As summarized above, inclusive planning and policy approaches to the urban informal economy are
possible, even if difficult. Here are some of the core elements of inclusive urban planning processes and
practices:

 Recognition of where informal workers fit in – and how they contribute to – the urban economy
and into specific value chains or sectors

 Recognition that the common policy stance towards the informal economy should combine
regulation, protection, and promotion – rather than regulation, relocation, and repression
 Recognition that many existing laws, regulations, and rules serve to exclude, rather than, include
the informal economy and need to be reformed to match the reality of informal work

 Recognition that informal workers need to be organized and that their representatives need to
be integrally involved in urban planning and legal reform processes

 Recognition that inclusive planning is planning with rather than for informal workers.

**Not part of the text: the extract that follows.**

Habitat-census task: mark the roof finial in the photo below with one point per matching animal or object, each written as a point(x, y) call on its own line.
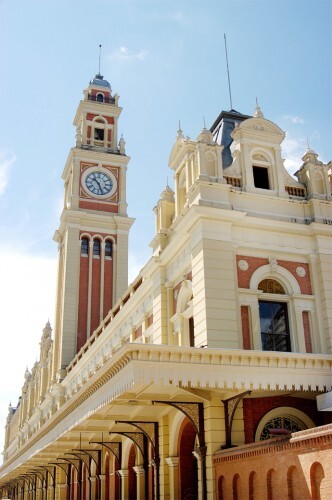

Finally, there is a need to recognize that inclusive planning will require a fundamental change in
mindsets. As Ela Bhatt, founder of the Self-Employed Women’s Association (SEWA) and founding chair
of the WIEGO network, puts it:

“The challenge is to convince the policy makers to promote and encourage hybrid economies in which
micro-businesses can co-exist alongside small, medium, and large businesses: in which the street
vendors can co-exist alongside the kiosks, retail shops, and large malls. …. Just as the policy makers
encourage bio diversity, they should encourage economic diversity. Also, they should try to promote
a level playing field in which all sizes of businesses and all categories of workers can compete on equal
and fair terms.”

Future Organization & Collective Voice of Urban Informal Workers


Urban informal workers have begun to come together to demand more inclusive, rather than
exclusionary or punitive, urban plans, policies and practices. Their organizations have given collective
voice to some of the world’s most impoverished informal workers, such as home-based workers, street
vendors, and waste pickers, and achieved important victories. The legal and policy victories in
Ahmedabad,Bhubaneshwar, Bogotá and Pune would not have been put into place without the informed
and sustained policy efforts of membership-based organizations of informal workers and their allies.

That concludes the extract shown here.